Denji has the makings of a stock anime protagonist. Tragic backstory with a dead parent or guardian? Check. Chasing a dream in spite of dreadful circumstances? Check. Improbable way of obtaining powers? You bet. Still, you can't help but root for him.
He's down on his luck, living in deplorable conditions, and hunting devils to pay off his late father's debts. And as a teenage boy, all he wants to do is eat good food and get a girlfriend. Can't really argue with that. It also helps that he has such an endearing relationship with his devil-dog, which, by the way, has a chainsaw protruding out of its face.
When the Chainsaw Man finally makes his grand entrance and lets it rip, that's really the highlight of the episode. We see zombie-devil guts and limbs splatter across the screen, accompanied by the sound of heavy metal and gnashing of chainsaw blades, and you can tell the show's artists put some thought and care into the violence.
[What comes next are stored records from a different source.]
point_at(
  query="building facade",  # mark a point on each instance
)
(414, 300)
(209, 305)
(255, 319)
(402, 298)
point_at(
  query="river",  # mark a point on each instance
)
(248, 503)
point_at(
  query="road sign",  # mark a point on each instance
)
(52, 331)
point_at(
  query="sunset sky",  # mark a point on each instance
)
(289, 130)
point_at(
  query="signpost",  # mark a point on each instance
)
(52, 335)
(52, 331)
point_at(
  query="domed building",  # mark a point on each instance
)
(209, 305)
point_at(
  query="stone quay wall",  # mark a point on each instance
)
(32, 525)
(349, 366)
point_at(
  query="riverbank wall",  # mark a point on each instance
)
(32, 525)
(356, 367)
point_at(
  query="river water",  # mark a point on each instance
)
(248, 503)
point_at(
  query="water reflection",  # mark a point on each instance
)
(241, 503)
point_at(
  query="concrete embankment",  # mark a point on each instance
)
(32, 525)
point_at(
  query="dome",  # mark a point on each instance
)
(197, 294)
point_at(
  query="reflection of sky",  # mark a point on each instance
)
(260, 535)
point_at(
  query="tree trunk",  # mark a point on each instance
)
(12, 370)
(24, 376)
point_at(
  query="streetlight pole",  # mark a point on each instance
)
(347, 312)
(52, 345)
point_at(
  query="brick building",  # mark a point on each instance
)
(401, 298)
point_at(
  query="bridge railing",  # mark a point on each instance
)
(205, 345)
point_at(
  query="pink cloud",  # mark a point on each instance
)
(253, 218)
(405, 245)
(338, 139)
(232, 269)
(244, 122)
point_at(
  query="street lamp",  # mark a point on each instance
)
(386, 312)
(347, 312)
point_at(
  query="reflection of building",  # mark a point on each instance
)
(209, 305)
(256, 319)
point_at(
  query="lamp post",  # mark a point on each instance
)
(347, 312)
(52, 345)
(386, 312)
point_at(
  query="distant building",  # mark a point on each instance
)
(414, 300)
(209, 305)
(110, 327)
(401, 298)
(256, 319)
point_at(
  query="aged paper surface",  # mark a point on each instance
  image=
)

It's no surprise that MAPPA, the studio behind acclaimed titles like Jujutsu Kaisen and the last season of Attack on Titan, delivers on the animation. There's a sort of soft, filmic quality to their style, which is really pretty to look at, and interesting to see against the harshness of the fight scenes. They employ a fusion of traditional 2D hand-drawing with 3D computer-generated character models, which may not be everyone's cup of tea, and admittedly it looks out of place sometimes. But in the midst of the chaos of shredding through bad guys, it blends well.
So far, the story is just an excuse to see Denji eviscerate monsters, but that's not to say it'll always be this way. The creator of the manga (Japanese comic), Tatsuki Fujimoto, is known for his absurd, volatile, yet compelling storytelling, and if the show stays faithful to its source material, this episode is just a setup for the punchline.
The anime offers nothing wildly impressive for now, but it's just enough of a tease in a 24-minute package to hook me. If you like the carnage you see in the first episode, then you might want to stick around to see where the story goes.
Chainsaw Man is now available to stream on Crunchyroll.